Jean-Marc Fournier a révélé au journal qu’il avait déjà mis le dossier de l’hôpital Sacré-Cœur dans les mains du nouveau ministre de la Santé, Gaétan Barrette. Un dossier qui vaut 450 millions de dollars – somme nécessaire afin de moderniser l’hôpital.

Dans un article publié le 1er mai, le député de Saint-Laurent avait d’ailleurs admis ne pas avoir perdu de temps pour approcher M. Barette à ce sujet – à peine quelques minutes après que ce dernier ait été assermenté.

Pourtant, Nouvelles Saint-Laurent apprend que le ministère de la Santé et des Services sociaux (MSSS) n’a toujours pas établi une liste de priorités depuis l’élection provinciale du 7 avril et on ne sait pas si l’hôpital Sacré-Cœur – construit en 1924 et jugé vétuste aujourd’hui – y figurera.

Effectivement, le nouveau ministre et son équipe en sont toujours à établir la liste des priorités selon Joanne Beauvais, attachée de presse au MSSS du Québec. «Il y a toujours une réflexion sur les crédits budgétaires», a-t-elle expliquée.

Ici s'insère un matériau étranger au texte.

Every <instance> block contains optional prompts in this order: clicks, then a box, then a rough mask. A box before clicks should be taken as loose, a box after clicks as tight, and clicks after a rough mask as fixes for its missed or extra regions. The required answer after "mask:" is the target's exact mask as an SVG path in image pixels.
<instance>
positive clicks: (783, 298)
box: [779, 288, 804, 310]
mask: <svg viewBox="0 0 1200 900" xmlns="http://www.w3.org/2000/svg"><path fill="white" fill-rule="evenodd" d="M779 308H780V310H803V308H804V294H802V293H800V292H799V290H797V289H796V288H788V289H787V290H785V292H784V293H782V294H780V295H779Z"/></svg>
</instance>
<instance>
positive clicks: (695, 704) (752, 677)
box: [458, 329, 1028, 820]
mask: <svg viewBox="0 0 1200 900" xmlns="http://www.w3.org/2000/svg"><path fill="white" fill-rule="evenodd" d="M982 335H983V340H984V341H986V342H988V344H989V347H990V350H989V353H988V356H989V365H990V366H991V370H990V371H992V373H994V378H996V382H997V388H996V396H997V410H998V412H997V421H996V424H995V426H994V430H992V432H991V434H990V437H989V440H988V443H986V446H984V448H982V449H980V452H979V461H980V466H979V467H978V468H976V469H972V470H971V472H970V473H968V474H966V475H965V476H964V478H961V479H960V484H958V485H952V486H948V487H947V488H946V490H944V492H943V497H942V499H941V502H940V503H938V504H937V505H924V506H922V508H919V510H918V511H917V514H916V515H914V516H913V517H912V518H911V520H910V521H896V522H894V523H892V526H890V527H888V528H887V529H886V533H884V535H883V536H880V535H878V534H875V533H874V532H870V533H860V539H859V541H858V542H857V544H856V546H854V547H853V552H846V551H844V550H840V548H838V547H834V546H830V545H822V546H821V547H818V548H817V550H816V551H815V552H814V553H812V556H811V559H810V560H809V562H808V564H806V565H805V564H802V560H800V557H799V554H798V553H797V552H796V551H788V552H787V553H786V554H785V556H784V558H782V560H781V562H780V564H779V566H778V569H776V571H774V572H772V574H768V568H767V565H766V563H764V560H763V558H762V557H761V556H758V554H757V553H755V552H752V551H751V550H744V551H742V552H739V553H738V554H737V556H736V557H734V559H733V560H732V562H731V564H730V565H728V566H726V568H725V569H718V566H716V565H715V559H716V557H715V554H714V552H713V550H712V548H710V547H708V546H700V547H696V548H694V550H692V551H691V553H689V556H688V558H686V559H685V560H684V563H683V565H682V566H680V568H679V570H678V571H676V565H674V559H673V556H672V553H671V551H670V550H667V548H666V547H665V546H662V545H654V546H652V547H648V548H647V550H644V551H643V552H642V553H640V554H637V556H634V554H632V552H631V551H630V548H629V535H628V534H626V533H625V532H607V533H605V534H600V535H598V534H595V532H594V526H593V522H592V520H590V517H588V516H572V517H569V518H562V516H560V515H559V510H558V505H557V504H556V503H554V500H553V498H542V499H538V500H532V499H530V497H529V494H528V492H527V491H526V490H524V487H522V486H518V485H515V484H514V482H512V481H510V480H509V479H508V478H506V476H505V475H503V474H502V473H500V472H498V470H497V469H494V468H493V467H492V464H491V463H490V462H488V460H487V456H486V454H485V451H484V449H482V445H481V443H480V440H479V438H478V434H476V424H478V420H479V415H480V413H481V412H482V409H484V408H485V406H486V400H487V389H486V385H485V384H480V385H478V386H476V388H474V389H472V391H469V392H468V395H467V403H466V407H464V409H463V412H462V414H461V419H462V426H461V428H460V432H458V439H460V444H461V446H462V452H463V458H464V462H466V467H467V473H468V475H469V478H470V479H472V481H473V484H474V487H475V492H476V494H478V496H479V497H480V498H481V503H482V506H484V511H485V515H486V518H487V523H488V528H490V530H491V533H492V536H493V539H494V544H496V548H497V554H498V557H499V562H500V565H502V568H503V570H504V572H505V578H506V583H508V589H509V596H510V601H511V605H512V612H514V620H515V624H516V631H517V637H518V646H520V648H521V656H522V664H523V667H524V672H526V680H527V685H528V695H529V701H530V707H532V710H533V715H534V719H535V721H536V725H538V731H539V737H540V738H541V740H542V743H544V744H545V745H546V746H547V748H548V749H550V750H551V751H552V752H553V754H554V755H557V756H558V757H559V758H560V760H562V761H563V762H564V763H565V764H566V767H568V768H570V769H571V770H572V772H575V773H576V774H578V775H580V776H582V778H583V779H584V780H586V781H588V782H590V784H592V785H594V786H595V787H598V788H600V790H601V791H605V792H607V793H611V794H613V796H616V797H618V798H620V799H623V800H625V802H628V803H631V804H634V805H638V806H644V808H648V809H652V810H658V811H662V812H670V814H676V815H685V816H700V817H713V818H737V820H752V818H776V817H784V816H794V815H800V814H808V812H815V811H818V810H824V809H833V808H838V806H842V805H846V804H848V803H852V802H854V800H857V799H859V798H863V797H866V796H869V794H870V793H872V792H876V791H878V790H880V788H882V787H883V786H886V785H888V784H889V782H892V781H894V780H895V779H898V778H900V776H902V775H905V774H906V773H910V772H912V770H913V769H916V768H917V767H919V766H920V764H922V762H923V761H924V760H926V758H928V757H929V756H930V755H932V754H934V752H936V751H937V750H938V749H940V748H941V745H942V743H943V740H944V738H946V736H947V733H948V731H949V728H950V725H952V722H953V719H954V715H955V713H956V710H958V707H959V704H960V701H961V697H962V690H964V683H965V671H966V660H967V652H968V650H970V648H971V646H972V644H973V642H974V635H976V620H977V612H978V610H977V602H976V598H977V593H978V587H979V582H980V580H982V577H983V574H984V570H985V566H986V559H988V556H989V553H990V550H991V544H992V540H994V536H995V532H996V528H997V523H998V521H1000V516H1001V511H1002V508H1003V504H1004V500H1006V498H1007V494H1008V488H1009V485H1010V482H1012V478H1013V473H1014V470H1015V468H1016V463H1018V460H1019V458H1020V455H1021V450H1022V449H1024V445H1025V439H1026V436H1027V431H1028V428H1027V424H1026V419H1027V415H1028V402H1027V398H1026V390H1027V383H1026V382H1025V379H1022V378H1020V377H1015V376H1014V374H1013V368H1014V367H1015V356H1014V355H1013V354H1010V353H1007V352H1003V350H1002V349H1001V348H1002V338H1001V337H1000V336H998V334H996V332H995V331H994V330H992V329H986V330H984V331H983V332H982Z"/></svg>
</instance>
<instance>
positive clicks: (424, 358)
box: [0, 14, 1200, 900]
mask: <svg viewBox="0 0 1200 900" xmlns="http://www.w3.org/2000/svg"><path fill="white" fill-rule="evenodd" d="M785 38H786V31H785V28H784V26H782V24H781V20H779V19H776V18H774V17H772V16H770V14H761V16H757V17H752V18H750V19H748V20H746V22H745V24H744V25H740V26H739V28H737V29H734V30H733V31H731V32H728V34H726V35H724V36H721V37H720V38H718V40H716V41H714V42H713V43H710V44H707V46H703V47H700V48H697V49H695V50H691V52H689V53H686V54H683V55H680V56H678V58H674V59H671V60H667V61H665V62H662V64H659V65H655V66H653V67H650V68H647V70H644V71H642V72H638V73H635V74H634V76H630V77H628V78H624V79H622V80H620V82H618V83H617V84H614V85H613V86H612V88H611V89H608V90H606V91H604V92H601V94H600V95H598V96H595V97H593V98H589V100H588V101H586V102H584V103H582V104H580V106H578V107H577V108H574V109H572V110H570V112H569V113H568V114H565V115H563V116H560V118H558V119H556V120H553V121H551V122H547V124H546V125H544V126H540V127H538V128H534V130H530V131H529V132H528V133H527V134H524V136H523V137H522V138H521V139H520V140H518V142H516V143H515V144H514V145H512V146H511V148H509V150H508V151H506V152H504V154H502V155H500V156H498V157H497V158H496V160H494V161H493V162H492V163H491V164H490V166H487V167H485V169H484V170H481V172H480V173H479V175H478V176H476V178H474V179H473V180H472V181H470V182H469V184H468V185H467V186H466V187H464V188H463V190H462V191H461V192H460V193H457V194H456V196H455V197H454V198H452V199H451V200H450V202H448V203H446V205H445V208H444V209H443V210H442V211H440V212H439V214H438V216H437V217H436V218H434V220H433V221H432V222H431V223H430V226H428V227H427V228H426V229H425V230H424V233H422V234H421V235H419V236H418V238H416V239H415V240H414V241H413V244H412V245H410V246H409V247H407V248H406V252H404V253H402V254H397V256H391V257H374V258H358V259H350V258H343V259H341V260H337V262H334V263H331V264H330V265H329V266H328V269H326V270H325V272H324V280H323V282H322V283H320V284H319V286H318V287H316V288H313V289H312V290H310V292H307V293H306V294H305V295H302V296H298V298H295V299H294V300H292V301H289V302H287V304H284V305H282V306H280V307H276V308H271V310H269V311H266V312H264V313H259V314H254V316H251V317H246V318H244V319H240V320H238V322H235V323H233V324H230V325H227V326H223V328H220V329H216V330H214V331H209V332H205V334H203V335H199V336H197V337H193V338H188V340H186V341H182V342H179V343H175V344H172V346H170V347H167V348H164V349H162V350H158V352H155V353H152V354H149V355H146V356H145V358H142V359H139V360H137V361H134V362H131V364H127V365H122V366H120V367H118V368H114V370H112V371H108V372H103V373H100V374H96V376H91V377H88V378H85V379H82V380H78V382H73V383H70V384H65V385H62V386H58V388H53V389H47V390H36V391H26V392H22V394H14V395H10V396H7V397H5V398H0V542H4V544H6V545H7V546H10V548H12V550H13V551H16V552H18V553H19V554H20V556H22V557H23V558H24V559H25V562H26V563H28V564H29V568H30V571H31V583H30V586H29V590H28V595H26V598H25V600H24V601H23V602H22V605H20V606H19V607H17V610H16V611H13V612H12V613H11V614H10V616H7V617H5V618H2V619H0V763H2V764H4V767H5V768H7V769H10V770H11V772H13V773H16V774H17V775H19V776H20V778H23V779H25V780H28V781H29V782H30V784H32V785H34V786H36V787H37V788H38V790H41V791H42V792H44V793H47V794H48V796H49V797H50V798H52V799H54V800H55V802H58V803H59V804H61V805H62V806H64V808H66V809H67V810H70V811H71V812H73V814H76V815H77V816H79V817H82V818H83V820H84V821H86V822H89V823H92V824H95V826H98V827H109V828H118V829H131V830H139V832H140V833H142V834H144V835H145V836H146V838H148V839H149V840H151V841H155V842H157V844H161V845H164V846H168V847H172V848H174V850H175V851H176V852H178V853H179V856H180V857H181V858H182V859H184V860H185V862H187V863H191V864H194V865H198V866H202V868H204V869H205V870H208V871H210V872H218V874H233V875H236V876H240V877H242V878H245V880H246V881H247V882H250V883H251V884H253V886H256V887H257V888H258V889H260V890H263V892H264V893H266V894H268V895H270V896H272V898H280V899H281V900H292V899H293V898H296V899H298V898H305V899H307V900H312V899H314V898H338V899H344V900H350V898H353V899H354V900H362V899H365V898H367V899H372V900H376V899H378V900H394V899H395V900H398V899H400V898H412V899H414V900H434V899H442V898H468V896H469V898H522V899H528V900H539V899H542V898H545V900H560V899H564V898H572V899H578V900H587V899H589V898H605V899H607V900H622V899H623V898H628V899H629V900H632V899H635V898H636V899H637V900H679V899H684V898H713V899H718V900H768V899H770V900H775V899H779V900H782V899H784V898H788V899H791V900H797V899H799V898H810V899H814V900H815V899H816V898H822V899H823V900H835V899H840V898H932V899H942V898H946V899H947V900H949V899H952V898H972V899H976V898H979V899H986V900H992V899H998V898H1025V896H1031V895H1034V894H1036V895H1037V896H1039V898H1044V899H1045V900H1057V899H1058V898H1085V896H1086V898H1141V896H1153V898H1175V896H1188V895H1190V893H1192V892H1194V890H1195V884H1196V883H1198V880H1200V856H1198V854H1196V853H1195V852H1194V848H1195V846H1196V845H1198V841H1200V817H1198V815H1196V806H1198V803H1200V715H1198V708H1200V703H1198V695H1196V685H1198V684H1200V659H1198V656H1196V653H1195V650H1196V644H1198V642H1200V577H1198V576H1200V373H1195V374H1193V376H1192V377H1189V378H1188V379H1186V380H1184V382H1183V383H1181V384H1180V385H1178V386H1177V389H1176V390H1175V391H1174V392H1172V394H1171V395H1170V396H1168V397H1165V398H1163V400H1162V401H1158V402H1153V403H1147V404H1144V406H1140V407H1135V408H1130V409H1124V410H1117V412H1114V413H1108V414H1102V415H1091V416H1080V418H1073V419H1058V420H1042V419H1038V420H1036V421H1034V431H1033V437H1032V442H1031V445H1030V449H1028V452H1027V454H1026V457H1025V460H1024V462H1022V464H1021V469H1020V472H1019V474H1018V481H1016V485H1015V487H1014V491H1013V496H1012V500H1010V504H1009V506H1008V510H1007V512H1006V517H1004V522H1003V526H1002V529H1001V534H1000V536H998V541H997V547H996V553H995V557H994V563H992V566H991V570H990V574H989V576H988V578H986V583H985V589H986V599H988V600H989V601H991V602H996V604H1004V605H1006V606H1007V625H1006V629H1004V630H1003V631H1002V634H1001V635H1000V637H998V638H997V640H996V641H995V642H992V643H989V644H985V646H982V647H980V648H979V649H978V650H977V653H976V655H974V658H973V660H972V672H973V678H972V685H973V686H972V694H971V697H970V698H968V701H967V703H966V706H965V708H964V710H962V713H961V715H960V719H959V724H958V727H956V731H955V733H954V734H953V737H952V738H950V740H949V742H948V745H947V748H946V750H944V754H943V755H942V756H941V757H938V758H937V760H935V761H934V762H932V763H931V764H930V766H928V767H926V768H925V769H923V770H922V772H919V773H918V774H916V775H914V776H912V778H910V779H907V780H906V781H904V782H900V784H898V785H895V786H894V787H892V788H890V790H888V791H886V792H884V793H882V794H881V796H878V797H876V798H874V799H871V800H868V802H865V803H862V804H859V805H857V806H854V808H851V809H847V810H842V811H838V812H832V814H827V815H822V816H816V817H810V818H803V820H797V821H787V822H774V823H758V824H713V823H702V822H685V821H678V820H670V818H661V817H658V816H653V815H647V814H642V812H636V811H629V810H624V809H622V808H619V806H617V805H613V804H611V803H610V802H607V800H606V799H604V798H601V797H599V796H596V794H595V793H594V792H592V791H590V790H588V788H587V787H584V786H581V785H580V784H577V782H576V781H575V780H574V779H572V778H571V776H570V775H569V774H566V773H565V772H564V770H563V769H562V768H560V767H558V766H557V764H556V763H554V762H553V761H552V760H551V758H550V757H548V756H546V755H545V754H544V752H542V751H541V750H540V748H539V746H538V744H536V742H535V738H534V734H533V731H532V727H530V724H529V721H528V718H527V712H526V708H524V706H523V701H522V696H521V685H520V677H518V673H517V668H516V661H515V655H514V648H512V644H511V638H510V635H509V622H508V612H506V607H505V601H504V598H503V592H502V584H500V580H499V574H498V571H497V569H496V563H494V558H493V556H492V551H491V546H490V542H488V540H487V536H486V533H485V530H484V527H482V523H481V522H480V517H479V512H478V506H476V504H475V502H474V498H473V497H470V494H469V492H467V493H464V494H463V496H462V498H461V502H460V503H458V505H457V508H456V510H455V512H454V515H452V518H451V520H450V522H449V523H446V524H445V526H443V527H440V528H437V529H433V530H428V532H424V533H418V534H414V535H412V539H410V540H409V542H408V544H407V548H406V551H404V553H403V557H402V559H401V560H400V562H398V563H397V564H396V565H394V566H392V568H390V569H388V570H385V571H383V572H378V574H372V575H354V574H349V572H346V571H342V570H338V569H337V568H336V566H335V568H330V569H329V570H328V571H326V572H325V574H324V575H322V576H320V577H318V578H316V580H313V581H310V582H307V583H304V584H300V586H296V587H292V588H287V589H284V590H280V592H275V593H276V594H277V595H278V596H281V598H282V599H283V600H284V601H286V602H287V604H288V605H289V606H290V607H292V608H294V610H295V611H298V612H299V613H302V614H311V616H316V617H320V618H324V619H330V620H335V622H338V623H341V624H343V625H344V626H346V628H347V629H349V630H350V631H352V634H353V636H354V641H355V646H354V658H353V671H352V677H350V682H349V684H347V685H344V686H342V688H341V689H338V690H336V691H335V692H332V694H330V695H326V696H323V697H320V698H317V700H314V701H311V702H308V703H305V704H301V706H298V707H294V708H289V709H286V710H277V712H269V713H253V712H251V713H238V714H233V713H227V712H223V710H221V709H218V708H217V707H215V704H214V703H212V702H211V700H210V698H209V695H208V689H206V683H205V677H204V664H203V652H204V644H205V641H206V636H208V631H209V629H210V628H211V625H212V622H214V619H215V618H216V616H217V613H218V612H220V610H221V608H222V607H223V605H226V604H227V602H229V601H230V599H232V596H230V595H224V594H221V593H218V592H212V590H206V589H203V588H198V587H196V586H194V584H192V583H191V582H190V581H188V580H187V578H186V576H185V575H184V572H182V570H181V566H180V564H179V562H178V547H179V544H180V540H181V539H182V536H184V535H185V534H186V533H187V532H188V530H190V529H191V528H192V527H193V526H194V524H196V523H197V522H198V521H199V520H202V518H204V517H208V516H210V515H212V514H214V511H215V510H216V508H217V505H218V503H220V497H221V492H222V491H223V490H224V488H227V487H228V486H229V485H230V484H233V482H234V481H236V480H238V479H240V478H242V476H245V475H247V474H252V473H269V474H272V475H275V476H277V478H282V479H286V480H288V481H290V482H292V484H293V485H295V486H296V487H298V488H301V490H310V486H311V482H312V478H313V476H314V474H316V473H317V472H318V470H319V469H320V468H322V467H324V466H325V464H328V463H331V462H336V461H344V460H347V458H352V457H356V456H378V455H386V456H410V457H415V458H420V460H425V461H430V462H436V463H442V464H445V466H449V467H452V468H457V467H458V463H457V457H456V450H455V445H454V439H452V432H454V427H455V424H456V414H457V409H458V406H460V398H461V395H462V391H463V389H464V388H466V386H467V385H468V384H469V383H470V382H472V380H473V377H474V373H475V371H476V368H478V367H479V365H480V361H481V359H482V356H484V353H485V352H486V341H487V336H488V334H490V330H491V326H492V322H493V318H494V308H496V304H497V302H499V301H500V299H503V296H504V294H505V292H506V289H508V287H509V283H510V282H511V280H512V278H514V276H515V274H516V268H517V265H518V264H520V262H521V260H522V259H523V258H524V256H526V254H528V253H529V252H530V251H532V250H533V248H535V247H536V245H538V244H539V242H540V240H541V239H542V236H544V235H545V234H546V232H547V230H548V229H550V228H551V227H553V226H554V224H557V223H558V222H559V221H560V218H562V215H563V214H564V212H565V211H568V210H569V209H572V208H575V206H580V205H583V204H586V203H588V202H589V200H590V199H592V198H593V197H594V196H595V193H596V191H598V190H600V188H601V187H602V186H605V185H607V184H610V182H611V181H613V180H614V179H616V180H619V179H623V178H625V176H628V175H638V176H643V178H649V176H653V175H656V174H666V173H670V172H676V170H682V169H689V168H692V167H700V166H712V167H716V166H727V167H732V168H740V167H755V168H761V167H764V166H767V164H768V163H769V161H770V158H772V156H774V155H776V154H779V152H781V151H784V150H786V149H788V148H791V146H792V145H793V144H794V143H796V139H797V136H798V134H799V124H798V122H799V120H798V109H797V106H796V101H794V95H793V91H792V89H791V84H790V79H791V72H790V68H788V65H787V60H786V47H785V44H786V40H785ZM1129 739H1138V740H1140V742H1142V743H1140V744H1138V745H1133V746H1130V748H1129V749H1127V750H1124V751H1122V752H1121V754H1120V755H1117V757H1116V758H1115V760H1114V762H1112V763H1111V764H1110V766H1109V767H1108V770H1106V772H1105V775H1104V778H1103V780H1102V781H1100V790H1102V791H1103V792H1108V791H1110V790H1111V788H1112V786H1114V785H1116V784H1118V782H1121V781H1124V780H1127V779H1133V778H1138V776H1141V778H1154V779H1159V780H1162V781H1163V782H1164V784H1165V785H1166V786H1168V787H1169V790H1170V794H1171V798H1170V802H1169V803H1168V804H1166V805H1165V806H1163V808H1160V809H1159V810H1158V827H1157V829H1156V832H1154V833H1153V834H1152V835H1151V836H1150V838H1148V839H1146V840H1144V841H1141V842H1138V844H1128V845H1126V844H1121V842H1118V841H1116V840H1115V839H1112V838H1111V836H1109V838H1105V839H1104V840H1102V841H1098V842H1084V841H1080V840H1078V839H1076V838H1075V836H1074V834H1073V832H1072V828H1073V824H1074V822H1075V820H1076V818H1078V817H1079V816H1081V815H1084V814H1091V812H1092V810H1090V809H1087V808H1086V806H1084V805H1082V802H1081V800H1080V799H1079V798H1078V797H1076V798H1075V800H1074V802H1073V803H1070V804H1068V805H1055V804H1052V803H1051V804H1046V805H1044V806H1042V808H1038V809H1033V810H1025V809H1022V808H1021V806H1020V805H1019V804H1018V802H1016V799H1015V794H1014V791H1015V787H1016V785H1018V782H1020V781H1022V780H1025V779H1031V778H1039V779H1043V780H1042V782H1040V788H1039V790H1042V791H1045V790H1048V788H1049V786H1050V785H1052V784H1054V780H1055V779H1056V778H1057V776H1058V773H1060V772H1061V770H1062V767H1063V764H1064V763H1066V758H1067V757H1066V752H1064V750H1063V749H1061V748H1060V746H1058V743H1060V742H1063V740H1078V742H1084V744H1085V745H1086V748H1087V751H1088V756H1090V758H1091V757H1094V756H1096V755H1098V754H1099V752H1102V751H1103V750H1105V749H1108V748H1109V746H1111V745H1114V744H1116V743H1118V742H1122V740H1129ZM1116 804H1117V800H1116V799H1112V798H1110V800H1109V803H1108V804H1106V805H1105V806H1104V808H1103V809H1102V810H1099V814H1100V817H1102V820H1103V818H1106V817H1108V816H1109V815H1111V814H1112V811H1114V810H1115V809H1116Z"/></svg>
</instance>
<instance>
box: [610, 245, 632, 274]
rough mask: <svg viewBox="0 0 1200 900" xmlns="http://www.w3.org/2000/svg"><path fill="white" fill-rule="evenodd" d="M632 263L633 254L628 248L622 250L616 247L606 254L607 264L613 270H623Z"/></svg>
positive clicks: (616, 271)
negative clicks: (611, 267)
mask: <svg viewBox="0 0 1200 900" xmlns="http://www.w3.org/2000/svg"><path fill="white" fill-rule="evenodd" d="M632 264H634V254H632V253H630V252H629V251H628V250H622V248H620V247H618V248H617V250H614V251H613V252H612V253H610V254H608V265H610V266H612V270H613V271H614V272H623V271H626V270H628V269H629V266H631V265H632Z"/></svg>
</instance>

«Les étapes d’évaluation gouvernementales par rapport à la vétusté de l’établissement ont été franchies et le projet est en discussion avec la Société québécoise d’infrastructures, le Conseil du trésor et notre ministère», a voulu rassurer Mme Beauvais.

Des appels à l’aide

L’état des lieux est connu depuis bon nombre d’années. Dans un article du Courrier Ahuntsic, le 18 juin 2013, on apprenait que le Dr Bellemare, président du Conseil des médecins, dentistes et pharmaciens de l’Hôpital du Sacré-Cœur exigeait déjà une intervention rapide du ministre de la Santé.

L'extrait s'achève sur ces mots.